I am interested in computing the ranks of fairly large, the largest being of magnitude $10^6$ x $10^6$, sparse matrices whose entires are all 0, 1, or -1. I have been trying to use Matlab to accomplish this. In particular, my approach has been to use QR-factorization -- that is factoring my matrix $T$ as $TP=QR$ were $P$ is a permutation matrix, $Q$ is orthogonal, and $R$ is upper triangular -- and then counting the number of non-zero entries on the diagonal of $R$.

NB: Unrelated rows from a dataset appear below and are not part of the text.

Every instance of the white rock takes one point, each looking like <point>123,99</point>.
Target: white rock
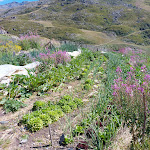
<point>92,94</point>
<point>7,70</point>
<point>74,53</point>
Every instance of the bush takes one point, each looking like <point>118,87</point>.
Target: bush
<point>38,105</point>
<point>35,124</point>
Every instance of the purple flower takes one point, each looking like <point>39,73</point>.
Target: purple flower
<point>131,68</point>
<point>141,89</point>
<point>128,89</point>
<point>118,70</point>
<point>114,94</point>
<point>116,87</point>
<point>147,77</point>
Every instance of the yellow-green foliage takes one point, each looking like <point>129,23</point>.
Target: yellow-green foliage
<point>147,2</point>
<point>10,47</point>
<point>35,124</point>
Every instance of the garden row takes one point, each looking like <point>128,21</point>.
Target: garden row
<point>47,113</point>
<point>122,99</point>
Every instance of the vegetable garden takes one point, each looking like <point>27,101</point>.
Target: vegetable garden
<point>110,90</point>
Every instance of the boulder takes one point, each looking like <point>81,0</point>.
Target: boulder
<point>7,70</point>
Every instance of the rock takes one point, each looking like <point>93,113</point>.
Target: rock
<point>4,122</point>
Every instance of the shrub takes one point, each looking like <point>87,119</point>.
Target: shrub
<point>35,124</point>
<point>38,105</point>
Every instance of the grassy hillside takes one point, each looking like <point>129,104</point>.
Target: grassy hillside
<point>64,20</point>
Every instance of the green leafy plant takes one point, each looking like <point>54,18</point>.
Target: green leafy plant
<point>46,119</point>
<point>12,105</point>
<point>66,108</point>
<point>35,124</point>
<point>38,105</point>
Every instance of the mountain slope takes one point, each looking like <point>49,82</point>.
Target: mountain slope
<point>64,19</point>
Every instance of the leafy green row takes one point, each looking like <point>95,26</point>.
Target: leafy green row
<point>46,113</point>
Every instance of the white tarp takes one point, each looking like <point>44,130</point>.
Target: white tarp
<point>7,70</point>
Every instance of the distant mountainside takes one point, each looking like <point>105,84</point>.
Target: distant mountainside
<point>80,20</point>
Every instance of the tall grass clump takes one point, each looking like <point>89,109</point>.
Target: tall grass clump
<point>30,41</point>
<point>131,95</point>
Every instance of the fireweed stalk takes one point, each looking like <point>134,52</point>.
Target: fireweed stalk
<point>132,98</point>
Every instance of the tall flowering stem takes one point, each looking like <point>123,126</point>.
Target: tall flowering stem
<point>131,95</point>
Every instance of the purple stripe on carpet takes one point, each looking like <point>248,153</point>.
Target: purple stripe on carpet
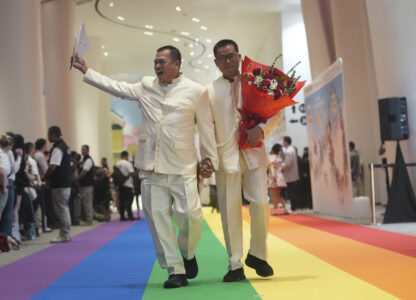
<point>27,276</point>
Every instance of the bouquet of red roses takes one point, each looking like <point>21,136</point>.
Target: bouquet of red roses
<point>265,90</point>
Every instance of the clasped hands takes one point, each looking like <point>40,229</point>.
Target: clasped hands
<point>206,168</point>
<point>254,135</point>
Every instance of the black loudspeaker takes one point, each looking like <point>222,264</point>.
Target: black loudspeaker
<point>394,124</point>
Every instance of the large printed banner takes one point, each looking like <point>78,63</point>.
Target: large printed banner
<point>328,152</point>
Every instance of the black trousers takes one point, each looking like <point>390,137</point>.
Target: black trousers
<point>125,201</point>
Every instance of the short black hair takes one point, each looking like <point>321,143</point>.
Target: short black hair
<point>6,140</point>
<point>40,143</point>
<point>174,52</point>
<point>19,141</point>
<point>276,148</point>
<point>28,146</point>
<point>224,43</point>
<point>55,130</point>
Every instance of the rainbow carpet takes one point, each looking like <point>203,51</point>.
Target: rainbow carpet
<point>313,258</point>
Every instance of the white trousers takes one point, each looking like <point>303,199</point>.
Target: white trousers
<point>229,188</point>
<point>172,196</point>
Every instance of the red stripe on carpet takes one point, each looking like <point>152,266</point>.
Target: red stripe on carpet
<point>400,243</point>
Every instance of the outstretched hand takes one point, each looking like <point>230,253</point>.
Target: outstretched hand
<point>206,168</point>
<point>79,63</point>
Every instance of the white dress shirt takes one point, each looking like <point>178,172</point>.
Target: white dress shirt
<point>223,102</point>
<point>169,114</point>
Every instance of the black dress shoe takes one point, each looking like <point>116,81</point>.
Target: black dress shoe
<point>261,266</point>
<point>175,281</point>
<point>191,267</point>
<point>234,275</point>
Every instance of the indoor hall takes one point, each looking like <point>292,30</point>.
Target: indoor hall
<point>357,240</point>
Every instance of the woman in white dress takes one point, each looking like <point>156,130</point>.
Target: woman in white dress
<point>275,179</point>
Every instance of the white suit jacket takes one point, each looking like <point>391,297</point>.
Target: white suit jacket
<point>169,114</point>
<point>227,119</point>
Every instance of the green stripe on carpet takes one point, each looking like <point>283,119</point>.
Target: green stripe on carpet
<point>213,262</point>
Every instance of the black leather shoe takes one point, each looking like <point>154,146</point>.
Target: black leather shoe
<point>175,281</point>
<point>191,267</point>
<point>262,268</point>
<point>234,275</point>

Using Matlab's built in QR function the following Matlab code computes the correct rank for some of my examples. (I have confirmed the rank for some of the smaller matrices against rank(full(T)).)
load(‘FILE_NAME.dat')
T = spconvert(FILE_NAME);
tic
[Q,R,P]=qr(T);
[m,n] = size(T);
tol = max(size(T))*eps*abs(R(1,1));
r = 0;
while (r<min(m,n) & abs(R(r+1,r+1)) >= tol)
r = r+1;
end
tim=toc
r
That said even for some of my smaller matrices this code seems fairly slow and memory intensive. For example, on one of these matrices that is ~70,000 x ~50,000 the above code takes numerous hours and most of the memory on a 64 GB server. (One thing I noticed is that if I save the Q, R, and P computed above to a .mat file the file size seems to grow quickly. For example, the .mat file is ~1 GB when initial matrix is ~15,000 x ~15,000)
Is there a better (quicker or less memory intensive) way to approach computing the rank of large sparse matrices? For example, a more effective way to implement QR-factorization or even a method entirely different from QR?